PRO
By: Serenity Pittman
As we begin to normalize and adapt to AI being integrated into many aspects of our lives, one area in particular has become a concern: schools. People are concerned with academic honesty and how students may rely on AI instead of just using it for support, which will weaken their learning and overall academic performance. However, if used properly with implemented restrictions, AI can present benefits to teachers and students and become an aid in classrooms. This will introduce a new and improved way of teaching and learning.
As human beings, we can only obtain a certain amount of information. We have flaws, and we sometimes make mistakes. This is where AI would serve as a great resource for students and teachers. AI could provide quick, thorough, and accurate information for students that teachers may not be available to provide when students are looking for it. This will give students extra support and allow learning in the classroom to operate more smoothly.
AI can also be personalized for students in that it can adapt to a student’s learning style and assist them in an optimal manner. This type of personalization is something that teachers with over a hundred students do not have the time for. This would ultimately help students be more successful and comfortable with the way they learn, especially if it differs from how others learn. AI could offer students an opportunity to learn at their own pace and supply clarifying content to enhance understanding.
Another benefit of involving AI in classrooms is what it could provide teachers. AI could help teachers save time by assisting with grading, organizing lessons, and planning. This would allow teachers to primarily focus on teaching, including working one-to-one with students. For example, AI can automatically help to grade multiple-choice quizzes and tests, which frees up time for teachers to work on more important content. Also, AI could provide feedback on those quizzes or tests that tells teachers how their students are doing and what areas they understand or may be struggling with.
Touching back on the topic of student support, AI can be beneficial in situations where students and teachers face language barriers. According to Leslie Villegas and Jordan Abbott of New America,“ELs [English Learners] represent 10.6 percent of the total K–12 population” which signifies the need for more resources and tools for this large group of students and the teachers who work with them. For these students, tools such as text-to-speech and the AI multilingual voice tool, which helps convert text, speech, and images, can help them better understand content and allow them to communicate with teachers and peers more effectively.

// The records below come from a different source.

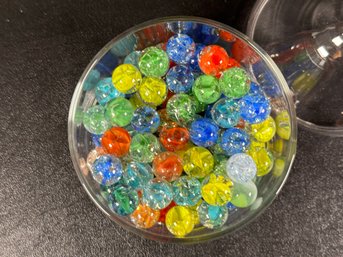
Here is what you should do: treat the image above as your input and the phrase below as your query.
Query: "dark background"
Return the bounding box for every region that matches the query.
[0,0,343,257]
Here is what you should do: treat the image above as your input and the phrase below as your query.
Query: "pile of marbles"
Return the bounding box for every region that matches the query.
[83,34,276,237]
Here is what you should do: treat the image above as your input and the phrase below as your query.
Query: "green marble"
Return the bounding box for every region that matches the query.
[219,67,250,98]
[192,75,221,104]
[130,133,160,163]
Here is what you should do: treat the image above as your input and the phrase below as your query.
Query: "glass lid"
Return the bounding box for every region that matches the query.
[246,0,343,136]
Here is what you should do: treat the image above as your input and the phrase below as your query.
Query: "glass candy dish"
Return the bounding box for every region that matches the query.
[68,17,297,244]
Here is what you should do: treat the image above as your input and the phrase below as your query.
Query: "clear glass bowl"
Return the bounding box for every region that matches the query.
[68,17,297,243]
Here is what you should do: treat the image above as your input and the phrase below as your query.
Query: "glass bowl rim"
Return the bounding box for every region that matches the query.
[68,16,297,244]
[246,0,343,137]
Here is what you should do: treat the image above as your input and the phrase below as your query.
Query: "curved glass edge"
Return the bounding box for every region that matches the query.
[68,16,297,244]
[246,0,343,137]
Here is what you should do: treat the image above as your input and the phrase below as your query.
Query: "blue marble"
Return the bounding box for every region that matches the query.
[189,118,219,147]
[124,51,142,68]
[249,81,263,94]
[131,106,161,133]
[142,179,173,210]
[189,43,205,72]
[91,154,123,186]
[123,162,154,189]
[226,153,257,183]
[211,98,241,128]
[239,92,271,124]
[166,65,194,94]
[83,69,100,91]
[95,77,125,105]
[167,34,195,64]
[226,202,237,213]
[173,176,201,206]
[204,103,214,119]
[198,201,229,229]
[197,24,219,45]
[167,21,195,34]
[220,128,250,156]
[108,185,139,216]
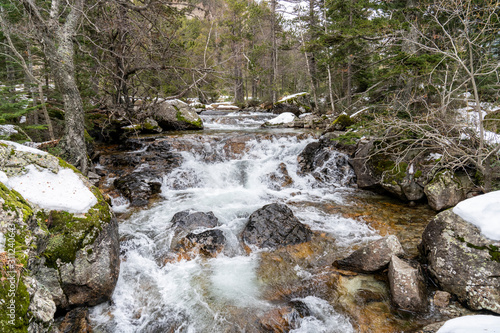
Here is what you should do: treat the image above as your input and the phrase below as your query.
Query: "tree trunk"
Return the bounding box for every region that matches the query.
[21,0,88,175]
[271,0,278,105]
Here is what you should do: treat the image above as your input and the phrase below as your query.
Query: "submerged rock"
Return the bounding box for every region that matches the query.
[241,203,312,248]
[419,210,500,314]
[0,142,120,332]
[170,210,220,232]
[99,139,181,207]
[389,256,428,312]
[334,235,404,272]
[175,229,226,259]
[424,170,466,211]
[59,308,93,333]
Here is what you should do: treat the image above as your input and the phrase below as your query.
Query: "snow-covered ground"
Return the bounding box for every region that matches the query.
[0,140,97,213]
[457,98,500,145]
[453,191,500,240]
[437,315,500,333]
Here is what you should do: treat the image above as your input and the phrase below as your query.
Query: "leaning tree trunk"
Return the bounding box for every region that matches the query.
[20,0,88,175]
[44,30,88,175]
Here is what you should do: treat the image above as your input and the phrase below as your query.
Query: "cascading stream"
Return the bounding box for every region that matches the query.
[91,114,379,333]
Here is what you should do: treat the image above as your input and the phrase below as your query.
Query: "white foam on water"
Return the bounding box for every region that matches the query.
[290,296,354,333]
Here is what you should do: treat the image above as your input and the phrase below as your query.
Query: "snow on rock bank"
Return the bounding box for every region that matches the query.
[453,191,500,240]
[0,141,97,213]
[437,315,500,333]
[0,165,97,213]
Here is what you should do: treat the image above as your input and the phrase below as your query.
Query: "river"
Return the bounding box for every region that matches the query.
[90,113,433,333]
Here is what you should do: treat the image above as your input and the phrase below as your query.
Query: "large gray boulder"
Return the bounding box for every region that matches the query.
[419,210,500,314]
[388,256,429,312]
[241,203,312,249]
[424,170,466,211]
[147,99,203,131]
[334,235,404,273]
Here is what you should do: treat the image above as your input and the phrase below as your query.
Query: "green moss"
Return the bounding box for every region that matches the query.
[83,130,94,143]
[332,132,361,145]
[174,110,203,129]
[0,183,33,332]
[0,183,33,222]
[331,114,354,131]
[58,157,81,173]
[456,236,500,263]
[37,187,112,268]
[372,155,408,185]
[0,274,30,333]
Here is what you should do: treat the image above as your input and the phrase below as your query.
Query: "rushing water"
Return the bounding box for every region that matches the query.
[91,113,430,333]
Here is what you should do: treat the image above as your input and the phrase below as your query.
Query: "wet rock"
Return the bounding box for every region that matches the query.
[416,321,446,333]
[326,113,355,132]
[59,218,120,306]
[260,306,302,333]
[424,171,466,211]
[99,140,181,207]
[59,308,93,333]
[432,290,451,308]
[175,229,226,258]
[297,141,325,173]
[146,100,203,131]
[401,175,425,201]
[350,142,380,190]
[419,210,500,313]
[334,235,404,272]
[389,256,428,312]
[269,163,293,190]
[25,277,56,325]
[170,210,220,232]
[113,169,161,207]
[141,118,163,134]
[241,203,312,248]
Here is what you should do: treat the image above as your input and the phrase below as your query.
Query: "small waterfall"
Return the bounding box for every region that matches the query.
[91,116,379,333]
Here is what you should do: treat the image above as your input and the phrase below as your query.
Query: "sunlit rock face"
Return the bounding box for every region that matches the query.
[420,210,500,313]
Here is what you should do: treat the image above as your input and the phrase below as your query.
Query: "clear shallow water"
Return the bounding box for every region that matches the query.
[91,111,380,333]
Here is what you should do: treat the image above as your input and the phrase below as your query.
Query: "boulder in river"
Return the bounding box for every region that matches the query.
[419,208,500,314]
[334,235,404,272]
[389,256,428,312]
[175,229,226,259]
[0,141,120,332]
[146,99,203,131]
[241,203,312,249]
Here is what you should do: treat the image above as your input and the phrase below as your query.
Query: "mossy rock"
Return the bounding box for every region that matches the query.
[37,187,112,268]
[0,183,37,332]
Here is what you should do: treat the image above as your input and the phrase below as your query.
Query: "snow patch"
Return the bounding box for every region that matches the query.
[453,191,500,240]
[0,125,18,135]
[437,315,500,333]
[267,112,295,125]
[0,165,97,213]
[0,232,5,253]
[0,140,47,155]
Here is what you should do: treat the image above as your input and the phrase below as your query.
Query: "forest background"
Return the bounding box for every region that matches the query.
[0,0,500,191]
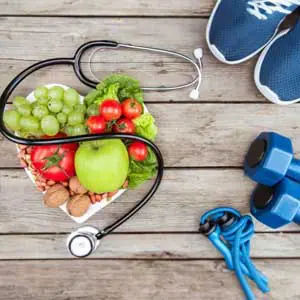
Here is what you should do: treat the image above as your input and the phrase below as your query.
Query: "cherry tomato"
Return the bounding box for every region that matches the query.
[122,98,143,119]
[113,118,135,134]
[42,132,78,151]
[128,142,148,161]
[99,100,122,121]
[30,144,77,182]
[86,116,106,133]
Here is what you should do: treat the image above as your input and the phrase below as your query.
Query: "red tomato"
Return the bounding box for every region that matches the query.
[99,100,122,121]
[113,118,135,134]
[128,142,148,161]
[31,144,77,182]
[42,132,78,151]
[86,116,106,133]
[122,98,143,119]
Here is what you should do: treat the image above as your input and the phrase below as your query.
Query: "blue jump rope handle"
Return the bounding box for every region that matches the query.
[200,207,270,300]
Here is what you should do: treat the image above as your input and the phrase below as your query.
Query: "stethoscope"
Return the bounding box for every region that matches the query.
[0,41,202,257]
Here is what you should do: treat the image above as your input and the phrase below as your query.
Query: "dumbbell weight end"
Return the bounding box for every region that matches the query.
[250,178,300,229]
[286,158,300,182]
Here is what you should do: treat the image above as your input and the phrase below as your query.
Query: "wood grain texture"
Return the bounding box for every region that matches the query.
[0,17,263,102]
[0,17,208,62]
[0,104,300,167]
[0,233,300,260]
[0,169,299,233]
[0,0,214,16]
[0,58,258,103]
[0,259,300,300]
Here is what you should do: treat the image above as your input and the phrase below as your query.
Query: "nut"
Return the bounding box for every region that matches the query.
[107,190,118,198]
[67,195,91,217]
[44,184,70,208]
[69,176,87,195]
[122,180,129,189]
[96,195,102,202]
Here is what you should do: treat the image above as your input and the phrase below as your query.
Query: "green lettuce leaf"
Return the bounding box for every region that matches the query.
[97,74,144,103]
[133,113,157,141]
[85,74,144,105]
[128,148,157,189]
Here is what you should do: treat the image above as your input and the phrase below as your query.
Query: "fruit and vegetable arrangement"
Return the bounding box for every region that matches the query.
[4,75,157,221]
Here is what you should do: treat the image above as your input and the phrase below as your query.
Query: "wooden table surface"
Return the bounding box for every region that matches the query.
[0,0,300,300]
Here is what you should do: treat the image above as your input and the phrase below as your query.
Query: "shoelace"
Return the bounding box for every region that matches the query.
[200,207,269,300]
[247,0,300,20]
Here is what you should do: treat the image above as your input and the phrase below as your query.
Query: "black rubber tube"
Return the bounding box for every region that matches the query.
[0,41,164,239]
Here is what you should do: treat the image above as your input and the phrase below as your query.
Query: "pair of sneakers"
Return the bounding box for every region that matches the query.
[206,0,300,105]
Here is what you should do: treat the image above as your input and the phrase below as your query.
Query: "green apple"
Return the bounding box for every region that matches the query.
[75,139,129,194]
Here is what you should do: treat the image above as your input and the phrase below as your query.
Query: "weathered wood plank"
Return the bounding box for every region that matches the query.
[0,259,300,300]
[0,104,300,167]
[0,0,214,16]
[0,59,258,102]
[0,17,208,62]
[0,17,264,101]
[0,170,299,233]
[0,233,300,260]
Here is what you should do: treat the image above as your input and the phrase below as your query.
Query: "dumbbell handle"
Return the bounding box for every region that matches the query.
[286,158,300,182]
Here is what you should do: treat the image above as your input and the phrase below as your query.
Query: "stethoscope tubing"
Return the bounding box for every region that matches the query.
[0,41,164,239]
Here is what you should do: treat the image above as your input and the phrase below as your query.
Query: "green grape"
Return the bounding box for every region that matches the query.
[29,101,39,111]
[61,105,73,115]
[68,111,84,125]
[30,128,45,137]
[74,103,86,114]
[32,104,49,119]
[37,97,49,105]
[20,116,40,133]
[86,104,99,117]
[56,112,68,124]
[13,96,28,108]
[17,103,31,117]
[72,124,88,135]
[64,88,79,107]
[41,115,60,136]
[48,85,64,100]
[3,110,21,131]
[64,125,73,136]
[34,86,48,99]
[48,99,63,113]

As a society, we should learn to accept and embrace the future and take advantage of the benefits of these new technologies. If we consider changing our perspectives, we will begin to see how AI can benefit us in the chaotic aspects of our lives.
CON
By: Nardos Wondimu
U.S. Secretary of Education Linda McMahon once said that “artificial intelligence has the potential to revolutionize education.” Secretary McMahon, I have to ask: how can we prevent AI from deepening educational inequality and ensure students actually benefit from this “revolution”?
It’s alarming to see how many important figures are pushing for the integration of AI into K-12 school systems across the country. By rushing to embrace AI, the country will be simultaneously updating the classroom and dismantling the way human beings learn. I’m convinced that we’ll be trading children’s long-term cognitive health for short-term convenience that, in the end, will be damaging in a number of ways.
Learning is supposed to be difficult. That’s the point. The struggle of staring at a blank page or complex math problem pushes students to their limits and helps them grow as learners. This struggle prepares students for higher education, jobs, and life. When you hand someone a tool that can generate an essay or solve an equation within seconds, it’s removing the need to think at all. If students never navigate the frustration of being stuck, they never develop the grit required for high-level problem-solving or creative thinking.
Developing human relationships is part of education. Placing a highly-trained teacher in front of a classroom of young minds that aren’t completing assignments on their own or absorbing the lessons taught to them is pointless. Troy Wolverton of the San Francisco Examiner says many students already feel more disconnected from their teachers in AI-heavy environments. Wolverton reports on a survey conducted by the Center for Democracy and Technology that shows that half of all students reported that using AI in their classrooms has made them feel less connected with their teachers. Furthermore, among students whose schools are heavy adopters of the technology, 56% expressed that same sense of disconnection. Is this really the environment where today’s youth will develop their social and emotional intelligence?
One argument widely used to support AI in schools is that it will close the achievement gap, but the reality looks much grimmer. Lee V. Gaines from NPR writes that integrating AI into classrooms risks deepening existing systemic inequalities, creating a digital divide. Gaines cites a teacher survey from the Walton Family Foundation revealing that teachers in the 2024-2025 school year are largely self-teaching AI, with only 19% reporting official school policies. The research indicates significant disparities in AI training and access, favoring suburban and low-poverty districts.
It’s time to stop treating AI as inevitable and start seeing it as a choice. We need to preserve the friction of the traditional classroom. The deeply human process of learning cannot be sacrificed for an innovation that prioritizes efficiency. If we don’t start setting firm guardrails now, we may wake up in a decade where we’ve produced a generation of graduates who are experts at using tools, but have forgotten how to use their own minds.